What is the Point Where the Tangent Line is Vertical for x(t)=y(t)=t^2?

[andrewdavid]

I have x(t)=t(1-t) and y(t)=t(1-t^2). As t goes from 0 to 1 in forms a loop and I need to know the point where the tangent line is vertical. I know this must be easy but I'm clueless right now. Any help?

 

[dextercioby]

U need the derivative in that point to be infinite.That is the slope must be infinite...

$$\frac{dy}{dx}=\frac{\frac{dy}{dt}}{\frac{dx}{dt}}$$


Daniel.

 

[Jameson]

So basically you need to set $$\frac{dx}{dt}$$ equal to zero.

Jameson

 

[Data]

solving $dx/dt=0$ is not quite enough in general. Dexter's method is fine.

Consider $x(t)=t, \ y(t)=t$.

 

[whozum]

Data: but x = t, and y = t doesn't have a vertical asymptote?

 

[dextercioby]

It was a counterexample to the statement of analyzing $\frac{dx}{dt}$ instead of $$\frac{\displaystyle{\frac{dy}{dt}}}{\displaystyle{\frac{dx}{dt}}}$$


Daniel.

 

[Jameson]

I still don't see how that's an example where simply setting dx/dt equal to zero will not yield the vertical asymptotes.

Jameson

 

[kleinwolf]

This was not, because if x(t)=t, dx/dt=1

However, if you take the dumb example : x(t)=y(t)=sin(t).
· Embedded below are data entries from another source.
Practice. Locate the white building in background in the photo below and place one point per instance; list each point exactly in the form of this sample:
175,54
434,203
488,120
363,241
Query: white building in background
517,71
Then obviously, y=x, so this is just the diagonal, so there are no vertical tangents.

However, there exist some t such that dx/dt=0...but this is precisely where dy/dt=0, so that both cancel...you can imagine example where this gives other value than 1...

In fact to solve the question why you have to look at (dy/dt)/(dy/dt)...it's because you could have dy/dt=infty and dx/dt finite...or other limits such as dx/dt->0, and dy/dt->0...(indefinite)...

 

[Data]

oops, yeah, i needed to use $x(t)=y(t)=t^2$!